Bro it’s not free it’s asking for subscription of 36$
And so on. These are not reputable vendors, and their marketing techniques are questionable at best. I wouldn’t trust them with my sensitive data.
Eh, so they’re a bit shady. But it gets the job done, right?
The exploits they run on your device won’t always work. In fact, I suspect several of them have been patched since each of these magic pieces of software have been released. WhatsApp might change it’s database schema, or how it issues encryption keys. Android might change how the backup service works, or the Google Drive integration in Play Store Services.
There are any number of things that might cause these third party tools to stop working. They are in an inherent state of instability - relying on ‘functionality’ that may at any moment be whipped out from underneath them and render them useless. But at that point, they have your money so there’s little incentive to fix their software for your benefit. They might eventually fix it, if it gets so bad they can’t sell any more copies. It’s a game of cat and mouse they they only have limited motivation to win.

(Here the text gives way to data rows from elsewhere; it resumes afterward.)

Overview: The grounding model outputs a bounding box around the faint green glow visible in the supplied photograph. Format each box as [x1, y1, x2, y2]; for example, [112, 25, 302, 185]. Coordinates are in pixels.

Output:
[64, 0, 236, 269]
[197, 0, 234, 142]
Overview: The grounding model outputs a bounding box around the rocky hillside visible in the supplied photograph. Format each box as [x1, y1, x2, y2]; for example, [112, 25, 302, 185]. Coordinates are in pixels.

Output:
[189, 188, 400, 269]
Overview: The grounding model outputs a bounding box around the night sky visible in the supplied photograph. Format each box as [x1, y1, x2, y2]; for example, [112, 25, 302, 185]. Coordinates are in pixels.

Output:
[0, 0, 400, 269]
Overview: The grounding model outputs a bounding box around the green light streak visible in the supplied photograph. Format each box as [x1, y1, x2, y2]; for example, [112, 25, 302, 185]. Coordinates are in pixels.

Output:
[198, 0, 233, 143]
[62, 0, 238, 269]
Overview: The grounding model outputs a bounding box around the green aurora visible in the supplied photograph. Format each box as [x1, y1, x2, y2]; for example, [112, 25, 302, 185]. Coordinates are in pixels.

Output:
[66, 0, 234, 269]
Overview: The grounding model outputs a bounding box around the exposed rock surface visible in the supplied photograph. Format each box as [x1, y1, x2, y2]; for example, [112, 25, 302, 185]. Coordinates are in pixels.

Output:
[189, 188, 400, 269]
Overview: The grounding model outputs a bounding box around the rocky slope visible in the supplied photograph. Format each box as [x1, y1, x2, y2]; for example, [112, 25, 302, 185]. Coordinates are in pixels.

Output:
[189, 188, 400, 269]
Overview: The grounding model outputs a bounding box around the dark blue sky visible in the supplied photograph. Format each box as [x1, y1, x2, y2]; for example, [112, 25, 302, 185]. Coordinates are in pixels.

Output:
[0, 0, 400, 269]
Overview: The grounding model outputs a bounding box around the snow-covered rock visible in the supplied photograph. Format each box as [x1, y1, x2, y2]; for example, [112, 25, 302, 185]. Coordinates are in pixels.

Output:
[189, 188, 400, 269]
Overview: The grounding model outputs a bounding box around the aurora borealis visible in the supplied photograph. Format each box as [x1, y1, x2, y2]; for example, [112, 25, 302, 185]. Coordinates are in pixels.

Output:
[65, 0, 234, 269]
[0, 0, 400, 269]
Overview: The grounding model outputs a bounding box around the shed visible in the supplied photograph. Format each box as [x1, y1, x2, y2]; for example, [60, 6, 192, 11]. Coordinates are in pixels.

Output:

But, how do I migrate my data if I can’t use one of these third party solutions?
Unfortunately, as a user of this app, we must accept that it is technically unfeasible to solve this problem, unless the developer (Facebook) chooses to solve it.
I know this is unpopular - people have a belief that with technology anything is possible. But in this case, the risks massively outweigh the benefits.
Whilst, yes, a team of burglears might well successfully move all your belongings from your old house to your new one - they may well have cut a copy of the front door key, fitted locks that they are able to remotely open, and installed survielance cameras in your shower - and you would never know, until it’s too late.
Modern mobile OSes are designed to be secure. They (should) only grant permissions to software that are required to be granted. By using one of these tools, you are effectively giving an unknown third party full, unrestricted access to both your old device (and all of the data it contains), and your new device. In fact, you’re giving them with more access than you yourself would normally have. It would be easy for them to permenantly compromise your device, opening you up to identity theft, fraud, blackmail and many many other crimes in the future. And the best part is that you paid them for the privilege.
To be clear, I am not suggesting any specific software vendor which has published a tool like this are criminals - what I’m saying is that given the power you are granting them, you need to REALLY trust them.
Fine. What do you suggest then?
The absolute best you can do, is to archive your chat history to plain text files. These cannot be imported back into WhatsApp, but at least you have a record to review at a later date if required.
WhatsApp has a FAQ on how to export chats which is straightforward to follow. It’s also possible to export your chat history on WhatsApp iOS (see “Export chat history”). You have to do this for every contact and group.
I’ll be honest, it’s tedious - especially if you have a lot of contacts. But once you’ve done this, you can share those chats (and associated media files) to the cloud storage provider of your choice (Dropbox, Google Drive, iCloud) or email it to yourself, save them on your device, whatever you want. You’ll have a plain text file containing the chat, with each line containing the timestamp, the sender and the message. If you chose to, you will also have the media files from the chat sitting along side it - which will be mentioned in the text file by name.
It’s not ideal, but at least you have your data.
How could this situation have been avoided?
The reason this cottage industry has sprung up is due to a user demand for a feature that the developer wasn’t catering to. If WhatsApp implemented the functionality to migrate between platforms, this would have never happened. But committing to this functionality would have meant prioritising this development over other features that affects far more of it’s users - like improvements to their privacy and security model.
It’s a difficult situation, and there’s no obvious answer.